Although you can create your extension in managed code, you’ll likely still need to integrate with Visual Studio via COM, so you’ll most likely also need COM references to EnvDTE and EnvDTE80.

Once you’ve done all that, you’re ready to start creating content to extend Team Explorer.


If this is your first adventure using VSIX projects, you may be wondering how to debug them. In Visual Studio 2012 the new project is now created with the required Debug information, so you can simply hit F5 and a new “experimental” instance of Visual Studio (bit.ly/12KRCGq) will start with your extension loaded.

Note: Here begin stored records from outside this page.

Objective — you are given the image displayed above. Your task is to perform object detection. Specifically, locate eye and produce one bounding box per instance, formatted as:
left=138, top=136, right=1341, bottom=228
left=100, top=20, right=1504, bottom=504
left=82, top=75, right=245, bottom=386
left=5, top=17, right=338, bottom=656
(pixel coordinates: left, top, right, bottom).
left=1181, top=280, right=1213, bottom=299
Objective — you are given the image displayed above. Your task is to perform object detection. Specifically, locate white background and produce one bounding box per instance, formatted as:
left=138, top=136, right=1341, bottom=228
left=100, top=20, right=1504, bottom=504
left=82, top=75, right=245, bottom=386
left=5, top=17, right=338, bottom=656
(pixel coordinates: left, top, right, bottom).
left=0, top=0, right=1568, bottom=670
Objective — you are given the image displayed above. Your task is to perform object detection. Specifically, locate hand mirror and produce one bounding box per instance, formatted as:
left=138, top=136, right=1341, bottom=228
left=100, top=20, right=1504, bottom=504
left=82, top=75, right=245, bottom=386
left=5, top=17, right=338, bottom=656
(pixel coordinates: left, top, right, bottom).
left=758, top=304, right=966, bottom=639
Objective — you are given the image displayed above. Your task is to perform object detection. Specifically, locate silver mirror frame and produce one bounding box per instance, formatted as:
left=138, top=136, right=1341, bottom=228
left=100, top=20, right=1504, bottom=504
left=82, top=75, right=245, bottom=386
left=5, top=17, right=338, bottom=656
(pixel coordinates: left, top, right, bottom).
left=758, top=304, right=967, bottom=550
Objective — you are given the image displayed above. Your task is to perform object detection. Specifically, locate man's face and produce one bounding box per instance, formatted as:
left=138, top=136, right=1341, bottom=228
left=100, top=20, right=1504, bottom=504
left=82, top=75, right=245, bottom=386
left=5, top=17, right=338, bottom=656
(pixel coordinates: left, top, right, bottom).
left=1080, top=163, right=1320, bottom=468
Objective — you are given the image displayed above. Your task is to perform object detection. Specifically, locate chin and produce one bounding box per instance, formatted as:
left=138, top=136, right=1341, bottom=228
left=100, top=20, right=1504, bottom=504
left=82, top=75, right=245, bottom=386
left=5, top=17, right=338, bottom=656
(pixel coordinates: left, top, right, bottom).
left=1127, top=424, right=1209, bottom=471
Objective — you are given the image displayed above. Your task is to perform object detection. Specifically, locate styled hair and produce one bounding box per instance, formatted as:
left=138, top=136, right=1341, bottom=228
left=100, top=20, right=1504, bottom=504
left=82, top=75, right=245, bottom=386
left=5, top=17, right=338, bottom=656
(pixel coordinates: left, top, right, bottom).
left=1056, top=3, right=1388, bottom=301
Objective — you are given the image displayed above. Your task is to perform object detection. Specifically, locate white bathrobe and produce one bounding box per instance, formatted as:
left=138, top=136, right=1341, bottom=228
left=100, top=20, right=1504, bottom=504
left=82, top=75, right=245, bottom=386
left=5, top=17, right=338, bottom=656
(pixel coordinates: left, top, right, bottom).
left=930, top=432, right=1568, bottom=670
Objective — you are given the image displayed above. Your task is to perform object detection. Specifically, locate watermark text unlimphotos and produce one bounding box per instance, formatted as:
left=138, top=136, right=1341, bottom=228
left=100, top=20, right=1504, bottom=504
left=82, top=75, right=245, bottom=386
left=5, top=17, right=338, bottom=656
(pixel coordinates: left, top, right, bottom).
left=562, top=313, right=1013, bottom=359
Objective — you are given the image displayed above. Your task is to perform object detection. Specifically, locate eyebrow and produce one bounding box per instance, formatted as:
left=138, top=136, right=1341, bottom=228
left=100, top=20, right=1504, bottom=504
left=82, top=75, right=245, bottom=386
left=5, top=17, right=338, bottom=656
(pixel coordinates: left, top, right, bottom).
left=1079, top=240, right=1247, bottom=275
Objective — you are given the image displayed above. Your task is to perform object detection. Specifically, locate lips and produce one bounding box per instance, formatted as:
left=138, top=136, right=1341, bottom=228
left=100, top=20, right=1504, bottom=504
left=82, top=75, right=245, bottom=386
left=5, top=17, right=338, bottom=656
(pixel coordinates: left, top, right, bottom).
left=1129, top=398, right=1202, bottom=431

You can set breakpoints in your code and debug like any other app, although perhaps a little slower than you may be used to for simpler applications. Somehow my project managed to lose the settings, so I’ve shown them in Figure 4. Basically the Start Action is set to Start external program with the value C:\Program Files (x86)\Microsoft Visual Studio 11.0\Common7\IDE\devenv.exe and the Command line arguments are set to /rootsuffix Exp.

VSIX Debug Settings
Figure 4 VSIX Debug Settings

Walk-Through of the My History Sample

Developers often need to multitask (that’s the fancy word for randomization!) and sometimes forget what they did just a few minutes or days ago. The My History extension aims to help improve your multitasking experience by providing a list of Shelvesets, Changesets, Work Items and Projects/Solutions with which you’ve recently worked. Shown in Figure 5, it consists of a new Page along with multiple Sections, Navigation Items and Navigation Links.

The My History Extension
Figure 5 The My History Extension

At this point I’d recommend installing the extension to see how it extends Team Explorer, then come back to this article to go through some principal parts of the extension code.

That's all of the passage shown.